Desde el vehículo se lanzaron dos cilindros: uno impactó dentro del batallón sin estallar, mientras que el otro detonó dentro de la buseta, provocando un incendio voraz.

Pese a la magnitud del estruendo, el alcalde Alejandro Eder confirmó que no se registraron heridos ni víctimas fatales. El Ejército Nacional atribuyó el ataque al grupo armado residual Jaime Martínez, calificándolo como un acto terrorista que puso en grave riesgo a la población civil. Como respuesta inmediata, las autoridades activaron un «plan candado» y ofrecieron una recompensa de hasta 50 millones de pesos por información que conduzca a los responsables.

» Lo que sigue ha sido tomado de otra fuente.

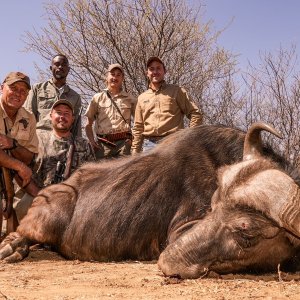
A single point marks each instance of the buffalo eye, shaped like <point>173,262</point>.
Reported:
<point>244,236</point>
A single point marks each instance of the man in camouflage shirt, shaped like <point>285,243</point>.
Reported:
<point>54,145</point>
<point>53,148</point>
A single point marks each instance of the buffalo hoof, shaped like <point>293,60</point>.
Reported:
<point>14,248</point>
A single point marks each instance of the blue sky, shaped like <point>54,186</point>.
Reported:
<point>258,25</point>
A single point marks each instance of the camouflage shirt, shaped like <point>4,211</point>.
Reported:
<point>53,149</point>
<point>41,98</point>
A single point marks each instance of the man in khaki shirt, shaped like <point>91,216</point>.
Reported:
<point>161,109</point>
<point>111,111</point>
<point>17,127</point>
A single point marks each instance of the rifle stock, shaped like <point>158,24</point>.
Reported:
<point>7,195</point>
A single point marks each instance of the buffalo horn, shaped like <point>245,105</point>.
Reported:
<point>252,144</point>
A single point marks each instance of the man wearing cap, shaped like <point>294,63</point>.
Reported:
<point>161,109</point>
<point>17,127</point>
<point>111,111</point>
<point>53,149</point>
<point>44,94</point>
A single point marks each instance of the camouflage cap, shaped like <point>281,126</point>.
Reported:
<point>154,58</point>
<point>63,101</point>
<point>13,77</point>
<point>115,66</point>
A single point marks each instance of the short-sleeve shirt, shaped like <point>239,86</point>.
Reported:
<point>107,118</point>
<point>159,113</point>
<point>53,149</point>
<point>23,129</point>
<point>41,98</point>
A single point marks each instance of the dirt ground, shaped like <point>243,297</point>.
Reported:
<point>46,275</point>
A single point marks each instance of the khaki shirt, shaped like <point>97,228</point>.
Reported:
<point>41,98</point>
<point>107,118</point>
<point>23,129</point>
<point>53,149</point>
<point>159,113</point>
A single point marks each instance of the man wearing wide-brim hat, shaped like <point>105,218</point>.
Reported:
<point>18,139</point>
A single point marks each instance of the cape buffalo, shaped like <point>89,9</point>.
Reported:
<point>173,204</point>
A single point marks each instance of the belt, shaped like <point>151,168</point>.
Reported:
<point>113,137</point>
<point>155,139</point>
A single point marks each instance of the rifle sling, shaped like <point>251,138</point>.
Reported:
<point>117,107</point>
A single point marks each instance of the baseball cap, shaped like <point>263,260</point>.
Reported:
<point>63,101</point>
<point>115,66</point>
<point>13,77</point>
<point>154,58</point>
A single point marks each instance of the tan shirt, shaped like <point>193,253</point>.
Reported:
<point>23,129</point>
<point>107,118</point>
<point>41,98</point>
<point>159,113</point>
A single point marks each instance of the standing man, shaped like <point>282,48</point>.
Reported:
<point>161,109</point>
<point>17,127</point>
<point>53,149</point>
<point>44,94</point>
<point>111,110</point>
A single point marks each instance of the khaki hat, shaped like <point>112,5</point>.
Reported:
<point>154,58</point>
<point>63,101</point>
<point>115,66</point>
<point>13,77</point>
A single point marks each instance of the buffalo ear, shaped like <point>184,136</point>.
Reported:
<point>252,144</point>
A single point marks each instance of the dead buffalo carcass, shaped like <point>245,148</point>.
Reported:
<point>172,204</point>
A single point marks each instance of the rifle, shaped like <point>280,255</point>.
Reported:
<point>7,197</point>
<point>63,169</point>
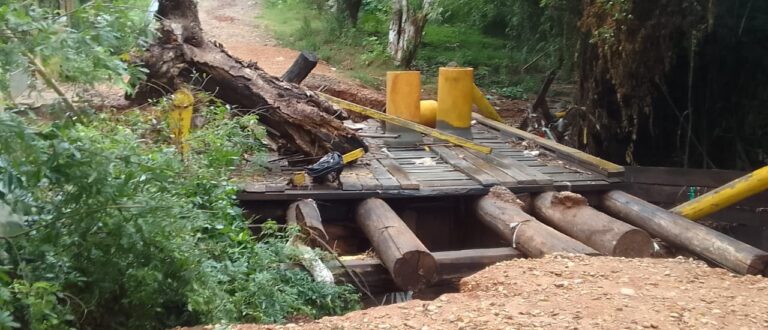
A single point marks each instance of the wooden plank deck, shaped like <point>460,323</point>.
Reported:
<point>436,168</point>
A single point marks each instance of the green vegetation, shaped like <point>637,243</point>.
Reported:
<point>467,33</point>
<point>103,224</point>
<point>113,229</point>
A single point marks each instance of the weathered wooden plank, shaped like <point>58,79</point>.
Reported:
<point>575,176</point>
<point>584,159</point>
<point>405,123</point>
<point>466,167</point>
<point>255,187</point>
<point>504,178</point>
<point>449,183</point>
<point>522,173</point>
<point>349,180</point>
<point>406,182</point>
<point>388,182</point>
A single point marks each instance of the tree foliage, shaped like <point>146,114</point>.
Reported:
<point>120,232</point>
<point>81,46</point>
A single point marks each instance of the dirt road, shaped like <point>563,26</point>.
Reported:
<point>578,292</point>
<point>233,23</point>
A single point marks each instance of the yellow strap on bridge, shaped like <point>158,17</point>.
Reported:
<point>453,139</point>
<point>725,196</point>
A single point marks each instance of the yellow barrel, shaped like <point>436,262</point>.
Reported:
<point>454,97</point>
<point>428,113</point>
<point>404,94</point>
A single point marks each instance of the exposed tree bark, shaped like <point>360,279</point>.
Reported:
<point>300,69</point>
<point>409,262</point>
<point>406,29</point>
<point>501,211</point>
<point>570,214</point>
<point>297,118</point>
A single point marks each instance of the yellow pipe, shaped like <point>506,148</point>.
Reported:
<point>484,107</point>
<point>428,113</point>
<point>450,138</point>
<point>404,95</point>
<point>180,118</point>
<point>725,196</point>
<point>454,97</point>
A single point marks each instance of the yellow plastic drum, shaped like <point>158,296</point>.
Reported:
<point>454,97</point>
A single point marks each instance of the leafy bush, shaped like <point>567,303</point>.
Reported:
<point>83,46</point>
<point>118,231</point>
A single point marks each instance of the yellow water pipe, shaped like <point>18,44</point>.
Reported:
<point>454,97</point>
<point>180,118</point>
<point>725,196</point>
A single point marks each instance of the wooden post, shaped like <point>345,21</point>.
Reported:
<point>305,214</point>
<point>409,262</point>
<point>501,211</point>
<point>300,69</point>
<point>681,232</point>
<point>570,214</point>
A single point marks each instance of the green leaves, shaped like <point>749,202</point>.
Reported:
<point>127,234</point>
<point>83,46</point>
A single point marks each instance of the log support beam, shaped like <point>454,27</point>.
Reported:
<point>409,262</point>
<point>452,265</point>
<point>502,212</point>
<point>570,214</point>
<point>681,232</point>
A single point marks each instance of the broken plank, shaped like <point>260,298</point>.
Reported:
<point>584,159</point>
<point>462,165</point>
<point>388,182</point>
<point>349,181</point>
<point>522,173</point>
<point>406,182</point>
<point>504,178</point>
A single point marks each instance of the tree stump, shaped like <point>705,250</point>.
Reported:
<point>295,117</point>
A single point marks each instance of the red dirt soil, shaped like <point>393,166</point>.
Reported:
<point>577,292</point>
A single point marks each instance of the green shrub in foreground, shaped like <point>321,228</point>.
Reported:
<point>117,231</point>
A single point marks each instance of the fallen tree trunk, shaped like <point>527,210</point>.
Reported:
<point>409,262</point>
<point>300,69</point>
<point>501,211</point>
<point>570,214</point>
<point>681,232</point>
<point>294,116</point>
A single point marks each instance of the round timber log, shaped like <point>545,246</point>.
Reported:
<point>409,262</point>
<point>570,214</point>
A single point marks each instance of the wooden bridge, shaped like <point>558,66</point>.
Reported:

Debido a la emergencia, se ordenaron cierres preventivos en estaciones de Policía, el comando de la calle 21 y la Base Aérea Marco Fidel Suárez, lo que ha generado congestiones vehiculares en diversos sectores. En este momento, unidades antiexplosivos continúan trabajando en la zona para asegurar los elementos no detonados y restablecer el orden público en la capital del Valle.